At 4:12 PM -0500 1997-02-15, CHRISTOPHER ELIOT wrote:
>I've considered implementing a "poor man's" version of multi-processing by
>putting my graphics onto separate machines with only the computed URLs
>handling by a central server. Would this be useful? 

There are basically three ways to achieve load balancing

	1. Manual allocation of different tasks to different servers
	e.g., image servers vs. computed stext.

	2. DNS Load balancing over cooperating servers.
	Special versions of BIND are available for this at last
	report from NCSA.

	3. Connection balancing via a router (there may be a product by now)_
	or via a dedicated connection server over a server farm.
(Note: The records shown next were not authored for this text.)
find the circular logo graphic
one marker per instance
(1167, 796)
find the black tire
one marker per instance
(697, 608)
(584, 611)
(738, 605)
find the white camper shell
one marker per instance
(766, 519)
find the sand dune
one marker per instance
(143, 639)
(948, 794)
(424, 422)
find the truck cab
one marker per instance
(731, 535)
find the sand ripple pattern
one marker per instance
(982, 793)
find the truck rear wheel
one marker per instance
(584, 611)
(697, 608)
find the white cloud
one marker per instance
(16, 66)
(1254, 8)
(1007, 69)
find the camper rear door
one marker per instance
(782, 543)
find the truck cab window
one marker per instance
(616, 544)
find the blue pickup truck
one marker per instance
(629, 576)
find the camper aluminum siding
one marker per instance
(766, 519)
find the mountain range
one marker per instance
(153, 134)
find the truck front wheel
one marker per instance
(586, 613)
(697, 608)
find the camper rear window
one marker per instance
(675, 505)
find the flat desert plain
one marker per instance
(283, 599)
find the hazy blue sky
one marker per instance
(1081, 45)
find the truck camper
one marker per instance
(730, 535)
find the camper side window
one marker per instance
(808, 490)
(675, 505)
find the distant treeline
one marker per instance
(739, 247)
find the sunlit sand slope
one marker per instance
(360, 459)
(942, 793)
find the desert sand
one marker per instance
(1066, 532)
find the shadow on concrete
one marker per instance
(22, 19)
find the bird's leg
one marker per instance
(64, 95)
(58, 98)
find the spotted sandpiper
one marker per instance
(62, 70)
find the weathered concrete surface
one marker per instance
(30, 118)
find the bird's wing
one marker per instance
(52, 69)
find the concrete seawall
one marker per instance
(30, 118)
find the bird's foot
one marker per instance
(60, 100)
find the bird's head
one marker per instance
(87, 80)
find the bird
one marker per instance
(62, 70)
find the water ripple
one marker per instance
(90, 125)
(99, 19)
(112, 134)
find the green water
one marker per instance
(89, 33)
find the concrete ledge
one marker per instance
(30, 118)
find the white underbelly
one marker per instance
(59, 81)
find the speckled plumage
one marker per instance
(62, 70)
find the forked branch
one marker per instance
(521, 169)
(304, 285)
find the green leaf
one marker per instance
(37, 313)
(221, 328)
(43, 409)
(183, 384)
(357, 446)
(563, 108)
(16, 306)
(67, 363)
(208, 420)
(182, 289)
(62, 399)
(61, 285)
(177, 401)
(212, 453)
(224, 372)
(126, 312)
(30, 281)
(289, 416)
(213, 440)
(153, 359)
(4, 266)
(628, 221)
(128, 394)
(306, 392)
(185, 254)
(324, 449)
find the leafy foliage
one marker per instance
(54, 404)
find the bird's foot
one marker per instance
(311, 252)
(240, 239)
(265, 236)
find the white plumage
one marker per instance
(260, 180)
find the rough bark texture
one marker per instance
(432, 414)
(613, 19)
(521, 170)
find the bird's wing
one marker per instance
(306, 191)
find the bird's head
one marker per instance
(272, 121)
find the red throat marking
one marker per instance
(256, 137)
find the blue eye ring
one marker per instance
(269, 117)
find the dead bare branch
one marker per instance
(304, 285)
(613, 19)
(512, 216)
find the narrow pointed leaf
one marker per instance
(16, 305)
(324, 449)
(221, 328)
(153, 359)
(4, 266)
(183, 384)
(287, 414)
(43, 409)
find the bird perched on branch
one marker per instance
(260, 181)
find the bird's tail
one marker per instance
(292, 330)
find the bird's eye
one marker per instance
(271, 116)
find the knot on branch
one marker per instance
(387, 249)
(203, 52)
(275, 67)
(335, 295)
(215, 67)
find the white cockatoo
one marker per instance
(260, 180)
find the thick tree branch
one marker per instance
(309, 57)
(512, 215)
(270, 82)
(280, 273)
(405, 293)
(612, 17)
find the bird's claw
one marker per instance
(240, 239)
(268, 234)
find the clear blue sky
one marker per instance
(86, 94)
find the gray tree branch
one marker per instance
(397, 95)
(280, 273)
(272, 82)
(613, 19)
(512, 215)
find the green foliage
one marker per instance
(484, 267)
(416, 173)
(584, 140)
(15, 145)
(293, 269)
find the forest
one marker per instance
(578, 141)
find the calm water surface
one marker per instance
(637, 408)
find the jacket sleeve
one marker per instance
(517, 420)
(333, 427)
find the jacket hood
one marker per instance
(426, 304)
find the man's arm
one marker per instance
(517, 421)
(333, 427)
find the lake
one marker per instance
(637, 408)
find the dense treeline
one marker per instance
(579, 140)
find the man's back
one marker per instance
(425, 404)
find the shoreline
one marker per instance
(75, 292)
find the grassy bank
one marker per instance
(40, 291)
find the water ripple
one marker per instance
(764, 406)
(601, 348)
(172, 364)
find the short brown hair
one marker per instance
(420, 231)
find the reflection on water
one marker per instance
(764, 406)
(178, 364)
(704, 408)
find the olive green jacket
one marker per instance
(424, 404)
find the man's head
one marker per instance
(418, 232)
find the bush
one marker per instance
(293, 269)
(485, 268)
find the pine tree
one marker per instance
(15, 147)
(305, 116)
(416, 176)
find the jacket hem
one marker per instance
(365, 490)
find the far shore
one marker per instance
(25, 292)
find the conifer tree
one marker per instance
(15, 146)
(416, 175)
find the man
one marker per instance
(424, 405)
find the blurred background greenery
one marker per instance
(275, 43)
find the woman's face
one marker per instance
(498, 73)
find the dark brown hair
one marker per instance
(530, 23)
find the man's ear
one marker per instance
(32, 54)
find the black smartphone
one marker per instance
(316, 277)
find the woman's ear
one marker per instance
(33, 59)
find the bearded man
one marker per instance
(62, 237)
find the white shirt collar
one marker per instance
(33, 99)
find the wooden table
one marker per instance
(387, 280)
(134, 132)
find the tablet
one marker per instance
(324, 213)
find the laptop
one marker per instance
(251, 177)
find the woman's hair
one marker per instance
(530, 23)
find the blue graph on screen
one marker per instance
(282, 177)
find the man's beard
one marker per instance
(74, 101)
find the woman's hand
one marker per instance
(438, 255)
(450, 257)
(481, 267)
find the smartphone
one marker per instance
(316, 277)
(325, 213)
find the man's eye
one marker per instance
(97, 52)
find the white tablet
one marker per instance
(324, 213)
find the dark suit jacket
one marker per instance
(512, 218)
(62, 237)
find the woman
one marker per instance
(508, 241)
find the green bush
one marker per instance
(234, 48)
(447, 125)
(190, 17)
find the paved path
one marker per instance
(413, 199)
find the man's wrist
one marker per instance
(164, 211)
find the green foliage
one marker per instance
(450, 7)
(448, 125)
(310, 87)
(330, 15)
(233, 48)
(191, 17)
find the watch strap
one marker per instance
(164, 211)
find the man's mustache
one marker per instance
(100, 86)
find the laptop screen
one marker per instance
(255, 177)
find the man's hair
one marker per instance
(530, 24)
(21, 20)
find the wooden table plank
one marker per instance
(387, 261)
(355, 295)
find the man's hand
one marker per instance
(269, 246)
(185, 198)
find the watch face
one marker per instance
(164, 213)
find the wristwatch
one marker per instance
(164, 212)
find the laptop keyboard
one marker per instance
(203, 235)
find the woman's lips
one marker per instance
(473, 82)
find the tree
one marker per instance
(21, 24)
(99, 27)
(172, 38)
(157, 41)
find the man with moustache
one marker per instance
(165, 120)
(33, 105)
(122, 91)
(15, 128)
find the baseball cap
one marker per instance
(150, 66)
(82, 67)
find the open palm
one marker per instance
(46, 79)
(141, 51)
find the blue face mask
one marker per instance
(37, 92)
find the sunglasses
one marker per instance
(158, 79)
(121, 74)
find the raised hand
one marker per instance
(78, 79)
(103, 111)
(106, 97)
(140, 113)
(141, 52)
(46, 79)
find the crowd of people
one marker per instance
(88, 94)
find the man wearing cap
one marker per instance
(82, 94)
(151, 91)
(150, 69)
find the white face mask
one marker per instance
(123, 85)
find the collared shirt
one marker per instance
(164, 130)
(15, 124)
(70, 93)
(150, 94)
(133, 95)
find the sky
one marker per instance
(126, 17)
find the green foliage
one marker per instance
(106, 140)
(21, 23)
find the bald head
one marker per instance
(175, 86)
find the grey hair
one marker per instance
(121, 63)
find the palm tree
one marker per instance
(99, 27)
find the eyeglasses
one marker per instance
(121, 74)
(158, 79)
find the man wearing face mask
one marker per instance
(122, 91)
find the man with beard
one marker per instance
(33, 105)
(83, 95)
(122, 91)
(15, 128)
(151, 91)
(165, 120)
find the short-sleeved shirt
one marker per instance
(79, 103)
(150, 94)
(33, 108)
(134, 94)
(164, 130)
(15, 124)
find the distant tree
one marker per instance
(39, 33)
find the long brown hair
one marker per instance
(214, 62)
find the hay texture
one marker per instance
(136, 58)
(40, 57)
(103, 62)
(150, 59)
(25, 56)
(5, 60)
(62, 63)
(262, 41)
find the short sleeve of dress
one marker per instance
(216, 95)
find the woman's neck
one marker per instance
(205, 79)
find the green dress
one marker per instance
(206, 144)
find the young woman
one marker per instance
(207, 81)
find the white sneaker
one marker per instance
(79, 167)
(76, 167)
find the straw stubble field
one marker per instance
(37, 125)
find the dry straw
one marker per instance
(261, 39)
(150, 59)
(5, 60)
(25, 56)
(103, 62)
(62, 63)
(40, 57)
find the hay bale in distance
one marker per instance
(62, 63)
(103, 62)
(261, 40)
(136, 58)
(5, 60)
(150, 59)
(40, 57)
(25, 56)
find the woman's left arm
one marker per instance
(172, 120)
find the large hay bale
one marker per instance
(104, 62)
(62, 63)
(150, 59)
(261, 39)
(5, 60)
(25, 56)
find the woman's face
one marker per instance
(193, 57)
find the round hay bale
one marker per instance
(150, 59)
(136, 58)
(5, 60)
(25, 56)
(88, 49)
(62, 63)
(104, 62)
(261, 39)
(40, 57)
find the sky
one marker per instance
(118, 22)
	4. Multiprocessors on the same machine.

1 and 3 are the preferred methods, 2 does not response rapidly to server
availability. 4 is basically required for any serious applications,
i.e. applications conusming 40mb/sec of bandwith or more like Altavista.
Interestingly, bandwidth costs dominate serious applications, and so
hardware and software costs are lost in the noise -- a point lost on 
vendors living in the past. Network throughput on the platform is
probably more important than CPU for many web applications. Many OSes
have not done a good job on network IO. Dec Alphas are good because
they can saturate 100mb/sec whereas Mac 9500s can't. I don't
know how good Window NT servers are in this regard. As network speeds 
increase, all live  OSes will provide better network i/o.

>
>I'm not sure exactly how best to implement this. I would like some way to
>specify a URL so that I could alter the target server easily. If I write
>#u"page43.html" this maps to the current machine. I would like to write
>#u"/graphics/page43.gif" and #u"/ai-stuff/page43.gif" and have the real
>URLs map onto separate machines, for example
>"http://my-sgi/graphics/page43.gif" and
>"http://my-ppc/ai-stuff/page43.html"

I would imagine that the extended syntax for #u solves the
problem. See documentation for #u in: http://wilson.ai.mit.edu/cl-http/show-documentation?HTTP:EXPORT-URL

Presumably, you load the same exports into both machines.